Fold formation of the cerebral cortex requires FGF signaling in the mammalian brain

December 13, 2017, Kanazawa University
Fold formation of the cerebral cortex requires FGF signaling in the mammalian brain
Left: Schematic picture of the brain, a side view. Right: Schematic picture of the brain, a sectional view. Credit: Kanazawa University

The cerebral cortex is particularly important in higher brain functions. The cerebral cortex of higher animals, including humans, has many folds, called the gyrus (Figure 1). Because of the gyrus, higher animals have a large number of neurons, and thus great development of brain functions. On the other hand, the mouse, a widely used model animal, has a brain without gyri. This has made it very difficult to do research on the gyrus using the mouse as a model animal; therefore, research on the gyrus has been much retarded.

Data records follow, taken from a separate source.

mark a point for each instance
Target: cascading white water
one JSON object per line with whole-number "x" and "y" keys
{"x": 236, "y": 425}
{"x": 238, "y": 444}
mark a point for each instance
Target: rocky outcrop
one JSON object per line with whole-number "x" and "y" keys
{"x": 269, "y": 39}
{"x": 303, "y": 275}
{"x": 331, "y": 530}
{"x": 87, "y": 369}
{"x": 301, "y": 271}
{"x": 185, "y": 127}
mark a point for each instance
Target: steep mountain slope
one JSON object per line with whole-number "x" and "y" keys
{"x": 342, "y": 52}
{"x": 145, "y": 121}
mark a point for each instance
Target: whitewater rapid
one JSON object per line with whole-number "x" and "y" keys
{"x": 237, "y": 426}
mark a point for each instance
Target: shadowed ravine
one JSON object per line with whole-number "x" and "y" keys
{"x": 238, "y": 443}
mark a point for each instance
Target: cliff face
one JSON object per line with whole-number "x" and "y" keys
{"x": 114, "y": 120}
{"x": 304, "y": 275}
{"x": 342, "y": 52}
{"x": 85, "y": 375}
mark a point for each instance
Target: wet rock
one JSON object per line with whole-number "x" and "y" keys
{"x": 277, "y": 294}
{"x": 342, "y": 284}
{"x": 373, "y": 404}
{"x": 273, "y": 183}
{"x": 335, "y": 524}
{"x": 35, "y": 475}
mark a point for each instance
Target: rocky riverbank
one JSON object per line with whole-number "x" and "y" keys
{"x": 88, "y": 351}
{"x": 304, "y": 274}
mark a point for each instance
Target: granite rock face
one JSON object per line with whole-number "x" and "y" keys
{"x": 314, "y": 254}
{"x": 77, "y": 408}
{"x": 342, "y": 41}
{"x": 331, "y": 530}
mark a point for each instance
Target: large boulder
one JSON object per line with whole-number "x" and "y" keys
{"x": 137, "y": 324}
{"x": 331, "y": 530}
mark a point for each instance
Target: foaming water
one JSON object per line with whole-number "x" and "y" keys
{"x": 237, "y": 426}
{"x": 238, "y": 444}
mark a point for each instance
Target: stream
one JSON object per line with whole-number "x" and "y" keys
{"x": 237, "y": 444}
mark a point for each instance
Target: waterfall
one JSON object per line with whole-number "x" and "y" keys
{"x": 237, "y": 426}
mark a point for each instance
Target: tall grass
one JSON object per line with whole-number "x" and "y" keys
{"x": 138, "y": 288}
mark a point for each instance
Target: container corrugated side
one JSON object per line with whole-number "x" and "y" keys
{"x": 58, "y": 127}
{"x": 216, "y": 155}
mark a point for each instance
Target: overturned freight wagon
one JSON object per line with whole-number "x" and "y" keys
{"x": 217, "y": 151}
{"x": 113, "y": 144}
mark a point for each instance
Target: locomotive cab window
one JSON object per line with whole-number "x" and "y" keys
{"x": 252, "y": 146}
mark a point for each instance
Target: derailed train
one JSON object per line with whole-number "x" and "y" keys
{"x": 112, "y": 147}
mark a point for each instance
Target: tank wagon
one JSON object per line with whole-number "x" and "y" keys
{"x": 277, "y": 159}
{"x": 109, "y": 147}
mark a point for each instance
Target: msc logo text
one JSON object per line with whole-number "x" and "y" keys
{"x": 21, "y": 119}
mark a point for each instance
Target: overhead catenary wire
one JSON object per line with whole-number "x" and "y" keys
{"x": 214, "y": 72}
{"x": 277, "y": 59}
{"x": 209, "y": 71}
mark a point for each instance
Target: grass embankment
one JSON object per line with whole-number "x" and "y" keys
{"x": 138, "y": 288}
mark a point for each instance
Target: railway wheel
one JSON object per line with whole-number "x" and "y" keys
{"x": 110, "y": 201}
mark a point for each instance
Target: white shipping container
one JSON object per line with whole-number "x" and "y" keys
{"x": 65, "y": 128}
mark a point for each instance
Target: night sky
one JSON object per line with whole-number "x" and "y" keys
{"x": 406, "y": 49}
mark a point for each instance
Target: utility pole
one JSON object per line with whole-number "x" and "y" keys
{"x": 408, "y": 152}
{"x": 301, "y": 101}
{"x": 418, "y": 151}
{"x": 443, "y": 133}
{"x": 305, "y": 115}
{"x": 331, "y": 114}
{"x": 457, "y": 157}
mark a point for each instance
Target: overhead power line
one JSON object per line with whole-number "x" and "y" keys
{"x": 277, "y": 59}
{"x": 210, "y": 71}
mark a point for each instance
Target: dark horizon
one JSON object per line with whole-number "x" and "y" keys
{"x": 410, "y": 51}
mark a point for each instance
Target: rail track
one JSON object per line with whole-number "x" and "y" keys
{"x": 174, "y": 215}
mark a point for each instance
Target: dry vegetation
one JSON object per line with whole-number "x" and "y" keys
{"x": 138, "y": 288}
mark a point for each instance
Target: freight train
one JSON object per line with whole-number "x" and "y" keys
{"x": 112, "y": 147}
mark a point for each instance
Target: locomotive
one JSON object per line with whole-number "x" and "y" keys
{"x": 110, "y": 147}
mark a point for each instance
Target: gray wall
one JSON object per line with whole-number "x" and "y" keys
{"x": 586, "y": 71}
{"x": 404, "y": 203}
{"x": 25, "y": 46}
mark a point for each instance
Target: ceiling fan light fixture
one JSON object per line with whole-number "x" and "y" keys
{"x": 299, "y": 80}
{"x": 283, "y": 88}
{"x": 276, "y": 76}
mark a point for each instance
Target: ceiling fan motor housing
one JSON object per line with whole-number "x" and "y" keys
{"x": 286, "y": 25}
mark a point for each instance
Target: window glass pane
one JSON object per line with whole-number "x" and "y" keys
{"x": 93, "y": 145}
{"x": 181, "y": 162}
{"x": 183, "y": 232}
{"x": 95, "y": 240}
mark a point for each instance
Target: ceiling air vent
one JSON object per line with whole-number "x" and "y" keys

A research group at Kanazawa University, Japan, has been using the ferret, a higher mammal, that has a brain more similar to the human brain than that of the mouse. The ferret brain is known to have gyri, but researchers lack techniques for ferret brain studies. The research group developed a technique for the ferret brain, which allows analysis of ferrets at the genome level, and reported the results in 2012 and 2013. By using this technique, they succeeded in developing a ferret disease model that shows impairment in gyrus formation. In the present study, using their technique, they have identified a signaling pathway that plays important roles in gyrus formation in the cerebral of higher mammals.

Fold formation of the cerebral cortex requires FGF signaling in the mammalian brain
Side views of the ferret brain. In each view, right and left correspond to the anterior and posterior sides. In a normal ferret brain, a gyrus extends in a straight manner (arrow head), while in an abnormal ferret brain where FGF signaling is inhibited, a gyrus is discontinued (arrow). This result shows the importance of FGF signaling in gyrus formation. The bright area in the right lower panel indicates the position where FGF signaling is inhibited. Credit: Kanazawa University

The Kanazawa University group has investigated mechanisms involved in gyrus formation during early ferret cerebral cortex development, and identified for the first time that FGF signaling) is important in gyrus formation.

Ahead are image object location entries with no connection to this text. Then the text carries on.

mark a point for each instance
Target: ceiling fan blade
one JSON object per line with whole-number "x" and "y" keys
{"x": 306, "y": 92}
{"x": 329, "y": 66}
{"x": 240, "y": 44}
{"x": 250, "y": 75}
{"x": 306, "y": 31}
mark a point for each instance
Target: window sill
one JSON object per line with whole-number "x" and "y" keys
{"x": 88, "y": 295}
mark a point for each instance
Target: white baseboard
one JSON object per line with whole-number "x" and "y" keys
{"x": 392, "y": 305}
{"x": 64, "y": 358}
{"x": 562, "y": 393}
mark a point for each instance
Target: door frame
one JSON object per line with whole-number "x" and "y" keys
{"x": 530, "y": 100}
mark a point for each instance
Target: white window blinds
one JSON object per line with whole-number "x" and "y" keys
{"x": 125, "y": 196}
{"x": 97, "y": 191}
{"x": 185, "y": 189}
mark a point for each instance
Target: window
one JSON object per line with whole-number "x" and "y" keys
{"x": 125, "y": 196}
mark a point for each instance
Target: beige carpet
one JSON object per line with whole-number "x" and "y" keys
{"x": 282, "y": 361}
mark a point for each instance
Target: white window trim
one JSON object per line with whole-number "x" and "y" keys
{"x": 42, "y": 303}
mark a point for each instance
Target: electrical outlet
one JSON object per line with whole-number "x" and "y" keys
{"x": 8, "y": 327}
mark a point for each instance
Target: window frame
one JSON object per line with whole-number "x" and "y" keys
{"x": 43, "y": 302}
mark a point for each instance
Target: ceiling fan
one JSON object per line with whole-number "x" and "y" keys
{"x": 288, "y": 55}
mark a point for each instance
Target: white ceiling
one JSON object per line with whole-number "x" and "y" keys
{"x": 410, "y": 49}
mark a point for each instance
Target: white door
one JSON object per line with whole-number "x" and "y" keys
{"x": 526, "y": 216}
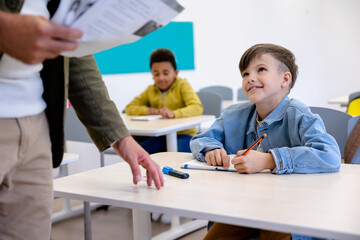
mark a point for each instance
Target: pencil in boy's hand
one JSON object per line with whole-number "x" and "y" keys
{"x": 254, "y": 144}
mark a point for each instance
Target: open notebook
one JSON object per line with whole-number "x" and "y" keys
{"x": 147, "y": 118}
{"x": 195, "y": 164}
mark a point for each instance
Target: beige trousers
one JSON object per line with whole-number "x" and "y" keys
{"x": 26, "y": 196}
{"x": 221, "y": 231}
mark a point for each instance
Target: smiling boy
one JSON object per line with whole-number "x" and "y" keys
{"x": 296, "y": 140}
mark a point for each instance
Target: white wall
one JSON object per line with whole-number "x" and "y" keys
{"x": 324, "y": 35}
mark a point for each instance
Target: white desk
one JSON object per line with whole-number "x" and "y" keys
{"x": 343, "y": 101}
{"x": 321, "y": 205}
{"x": 169, "y": 128}
{"x": 66, "y": 211}
{"x": 161, "y": 127}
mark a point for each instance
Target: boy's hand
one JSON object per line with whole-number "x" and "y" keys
{"x": 167, "y": 113}
{"x": 253, "y": 161}
{"x": 217, "y": 157}
{"x": 152, "y": 111}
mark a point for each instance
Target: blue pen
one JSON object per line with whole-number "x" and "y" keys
{"x": 170, "y": 171}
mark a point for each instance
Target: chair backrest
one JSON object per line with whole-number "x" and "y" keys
{"x": 225, "y": 92}
{"x": 211, "y": 102}
{"x": 74, "y": 129}
{"x": 354, "y": 104}
{"x": 241, "y": 95}
{"x": 351, "y": 125}
{"x": 336, "y": 124}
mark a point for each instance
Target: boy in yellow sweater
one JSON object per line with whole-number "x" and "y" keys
{"x": 170, "y": 96}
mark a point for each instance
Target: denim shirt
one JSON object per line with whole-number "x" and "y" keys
{"x": 296, "y": 137}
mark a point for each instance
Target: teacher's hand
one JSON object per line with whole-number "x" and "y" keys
{"x": 135, "y": 155}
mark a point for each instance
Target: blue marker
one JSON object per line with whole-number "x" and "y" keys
{"x": 170, "y": 171}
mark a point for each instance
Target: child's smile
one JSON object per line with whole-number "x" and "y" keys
{"x": 264, "y": 83}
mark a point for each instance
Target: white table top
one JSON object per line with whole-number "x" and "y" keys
{"x": 322, "y": 205}
{"x": 163, "y": 126}
{"x": 69, "y": 157}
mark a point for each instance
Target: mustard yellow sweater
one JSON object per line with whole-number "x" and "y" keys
{"x": 180, "y": 98}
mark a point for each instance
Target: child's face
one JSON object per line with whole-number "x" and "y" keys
{"x": 264, "y": 83}
{"x": 164, "y": 74}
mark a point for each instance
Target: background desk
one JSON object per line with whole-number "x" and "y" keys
{"x": 161, "y": 127}
{"x": 322, "y": 205}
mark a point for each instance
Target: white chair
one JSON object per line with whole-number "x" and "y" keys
{"x": 336, "y": 124}
{"x": 211, "y": 102}
{"x": 225, "y": 92}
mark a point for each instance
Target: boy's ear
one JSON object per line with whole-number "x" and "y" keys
{"x": 286, "y": 79}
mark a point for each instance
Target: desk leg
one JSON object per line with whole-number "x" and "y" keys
{"x": 171, "y": 142}
{"x": 141, "y": 225}
{"x": 87, "y": 222}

Major findings of the study include:

  1. Expression of FGF receptors is augmented where gyrus formation is about to take place. Examination of tissue sections of various cerebral cortex regions that express FGF receptors indicated that regions destined to form gyri expressed more FGF receptors than other regions. This result suggests the possibility that FGF receptors mediate gyrus formation.
  2. When FGF signaling is inhibited, gyrus formation is impaired. In order to verify the above possibility, FGF signaling in the ferret brain was inhibited by using the technique previously developed by the research group. As expected, gyrus formation was impaired (Figure 2). This result indicates that FGF signaling is important for gyrus formation.
  3. Inhibition of FGF signaling reduces neural progenitors. They investigated what would happen in the cerebral cortex where gyrus formation was impaired due to the inhibition of FGF signaling, and found that neural progenitors that produce neurons in the cerebral cortex were much reduced in number (Figure 3).
  4. Inhibition of FGF signaling reduces the number of neurons in the cerebral cortex. Since the reduction was observed in the number of neural progenitors that produce neurons in the cerebral cortex, they next investigated the number of neurons and found that in the superficial layer of the cerebral cortex where FGF signaling was inhibited was particularly reduced in comparison to other layers.

In summary, the study concluded that FGF signaling augments the number of neuronal progenitors and neurons in regions destined to become gyri, and, as a result, gyri, folds of the cerebral cortex, are formed (Figure 3).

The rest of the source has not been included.